How about Trader Joes in addition to Walmart, or Barnes and Noble in addition to the Dollar Tree, or a Community Theatre performance in addition to Pizza and Banjoes?
Nobody asked me.
Residents are coaxed to sign-up for trips. The Activities, or Life Enhancement, Director visits each table in the dining room to solicit sign-ups. Caregivers ultimately take over the recruitment. To ensure that enough people are on the outing, they solicit door-to-door. The advantage to this persuasion is after the caregiver finishes her spiel, she can lead the residents who need encouragement - the more docile, the dementia-stricken, those in wheelchairs who require pushing - to the bus-loading area. Or provide last minute reminding to those who can walk on their own.
The in-house activities don’t seem to require the same gentle persuasion, unless we have a visiting performer. Then, I hear “dontcha wanna go?” But residents are on their own when Bingo is featured several times a week - morning, afternoon, or night. Residents may play other busy-work-time-passing games, like Yahtzee, or another life enhancing challenge - Dominoes. Sometimes Bingo and Dominoes complement each other on the same day.
For those residents who seek a more sedate activity, Classic TV shows are replayed, world-wide travelogues are available, as are story readings, and seasonal arts & crafts. Exercise helps residents move and shape-up. Our geriatric population is removed from the video game craze, but we once played Wii, which was a highlight of communal activity and a real challenge.
There is live entertainment, too. Performers frequently play gigs at one or another ALF or nursing home within a drivable area. That’s when the “Dontchawanna”s are in full force. Make the audience.

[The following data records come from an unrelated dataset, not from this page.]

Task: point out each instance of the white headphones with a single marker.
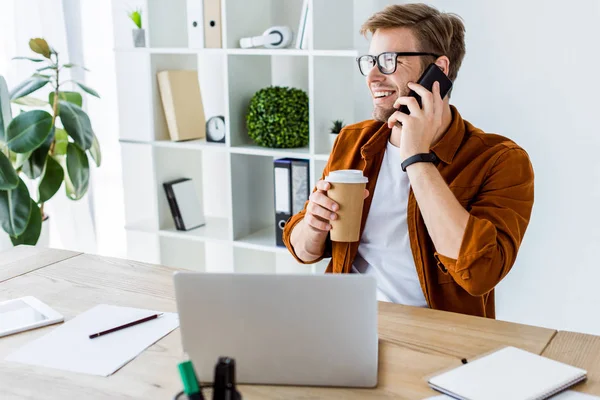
(275, 37)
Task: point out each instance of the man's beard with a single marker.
(383, 113)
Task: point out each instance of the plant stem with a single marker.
(55, 105)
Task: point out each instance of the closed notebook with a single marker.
(509, 373)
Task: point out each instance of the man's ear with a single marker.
(444, 63)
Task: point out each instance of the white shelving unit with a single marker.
(235, 179)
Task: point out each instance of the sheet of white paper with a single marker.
(573, 395)
(68, 347)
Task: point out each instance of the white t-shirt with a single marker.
(384, 248)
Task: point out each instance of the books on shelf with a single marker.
(182, 104)
(291, 178)
(186, 205)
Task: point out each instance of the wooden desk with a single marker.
(579, 350)
(414, 343)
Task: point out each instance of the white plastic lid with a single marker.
(346, 176)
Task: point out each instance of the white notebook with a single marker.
(509, 373)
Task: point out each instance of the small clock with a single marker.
(215, 129)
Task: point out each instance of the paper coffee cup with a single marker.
(348, 191)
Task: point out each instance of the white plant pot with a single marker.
(139, 37)
(43, 241)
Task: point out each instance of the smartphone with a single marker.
(431, 74)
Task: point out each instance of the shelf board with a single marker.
(216, 229)
(261, 240)
(252, 149)
(169, 50)
(239, 51)
(268, 52)
(335, 53)
(197, 144)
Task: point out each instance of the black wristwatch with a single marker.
(423, 157)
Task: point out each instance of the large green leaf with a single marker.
(34, 166)
(30, 101)
(5, 111)
(21, 158)
(71, 97)
(95, 152)
(71, 65)
(76, 123)
(61, 140)
(51, 181)
(8, 176)
(29, 58)
(40, 46)
(15, 205)
(33, 230)
(79, 171)
(29, 85)
(28, 131)
(87, 89)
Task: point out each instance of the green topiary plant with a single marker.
(278, 117)
(47, 145)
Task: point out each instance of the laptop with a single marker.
(281, 329)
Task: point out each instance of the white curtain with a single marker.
(59, 22)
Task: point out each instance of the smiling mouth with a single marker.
(381, 94)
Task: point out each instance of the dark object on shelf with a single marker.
(186, 206)
(278, 117)
(291, 177)
(215, 129)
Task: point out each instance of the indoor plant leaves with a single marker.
(76, 123)
(34, 227)
(15, 206)
(28, 130)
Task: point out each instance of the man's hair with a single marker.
(436, 32)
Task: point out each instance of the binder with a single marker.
(182, 104)
(186, 206)
(212, 24)
(195, 20)
(291, 178)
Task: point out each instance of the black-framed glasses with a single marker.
(386, 62)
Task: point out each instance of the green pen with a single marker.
(190, 383)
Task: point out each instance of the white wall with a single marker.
(524, 76)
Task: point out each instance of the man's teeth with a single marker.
(382, 94)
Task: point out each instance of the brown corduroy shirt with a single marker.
(490, 175)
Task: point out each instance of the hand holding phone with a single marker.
(430, 75)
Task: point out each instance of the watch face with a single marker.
(215, 129)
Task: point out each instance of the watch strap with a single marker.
(422, 157)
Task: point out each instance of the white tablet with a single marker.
(25, 313)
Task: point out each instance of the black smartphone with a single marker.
(431, 74)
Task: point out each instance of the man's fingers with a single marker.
(319, 211)
(317, 223)
(321, 199)
(397, 117)
(323, 185)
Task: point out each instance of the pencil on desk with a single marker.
(118, 328)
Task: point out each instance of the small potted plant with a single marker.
(139, 34)
(335, 129)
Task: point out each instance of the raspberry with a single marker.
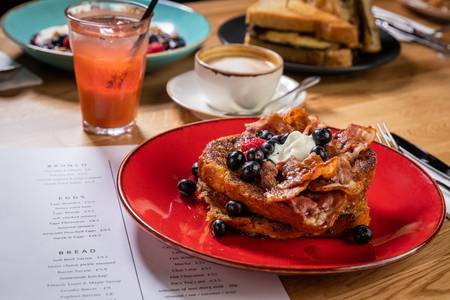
(66, 43)
(155, 47)
(252, 143)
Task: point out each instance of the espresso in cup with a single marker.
(237, 77)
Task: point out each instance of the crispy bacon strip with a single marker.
(334, 174)
(299, 174)
(351, 141)
(319, 210)
(295, 119)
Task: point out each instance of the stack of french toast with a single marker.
(291, 176)
(316, 32)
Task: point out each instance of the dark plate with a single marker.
(233, 31)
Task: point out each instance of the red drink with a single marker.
(109, 48)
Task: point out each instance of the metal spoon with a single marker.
(303, 85)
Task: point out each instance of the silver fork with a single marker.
(385, 137)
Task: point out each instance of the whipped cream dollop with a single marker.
(297, 144)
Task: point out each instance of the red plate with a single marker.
(407, 209)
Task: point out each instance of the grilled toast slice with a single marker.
(326, 57)
(301, 17)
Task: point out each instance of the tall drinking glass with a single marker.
(109, 44)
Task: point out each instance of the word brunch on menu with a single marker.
(85, 246)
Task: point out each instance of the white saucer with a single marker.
(185, 90)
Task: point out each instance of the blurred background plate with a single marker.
(427, 10)
(233, 31)
(23, 21)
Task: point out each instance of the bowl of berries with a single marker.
(40, 29)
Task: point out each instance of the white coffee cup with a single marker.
(236, 77)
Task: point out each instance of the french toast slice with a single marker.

These traveling musicians are regulars, whose performance fees usually fit tight budgets: pianists, singers, guitarists, accordionists. If you’ve lived in one of the long-term care facilities within a small geographic area for a year or more, you’ve seen and heard the same shtick and repertoire over and over. For me, a nine year veteran of ALF life, it wears thin.
Why do accordionists always play “Lara’s theme” from the movie Dr. Zhivago or “Has Anybody Seen My Gal?” (1925’s “Five foot two, eyes of blue…”) Or guitarists play Woody Guthrie’s “This land is your land…” A great song by an American icon, but again and again - every guitarist? Or “you are my sunshine….?”
These are wonderful songs. They’re familiar to geriatrics. (A performer should always know her/his audience.)
But why not give us something not so well known? Why not lead us to discovery? Play other songs? Maybe the “good o1d folk songs of the sixties, the songs of social protest: Joan Baez, Bob Dylan, Pete Seeger. Tell us of Guthrie’s role in the development of American social/cultural history? Or the political power of the folk movement. (It’s on PBS when they fund raise from their old folk demographic.) Provide us old people with new knowledge. Broaden our world.
We’re old. Not finished.
Maybe these are just personal grumblings, not rooted in reality. (But shouldn’t long term care be person-centered rather than regimented?) Old folks love the old songs. We applaud the performers, don’t care about repetition. . . so what if it’s been heard before – the same song, the same story - as last time?
I remember when I was a parent of grade-schoolers who were in a Suzuki violin class. The kids would go to nursing homes –ALFs weren’t invented yet – to play either before, during, or after dinner. We proud parents went along, snapped pictures to be developed (the pre-digital, cell phone age), and applauded loudly.
Today, I’m on the receiving end. Kid violinists play for us ALF residents during supper. Their youthful parents beam with pride at the screeching (did our kids play like that?), maneuvering for a good angle, holding digital cameras at arm’s length. Then hugging their kids after their song.
After fifty years of listening – first as parent, now as resident – I hear the violins tell me that the “ little star” is still “twinkling.” And The Old Grey Goose is Dead.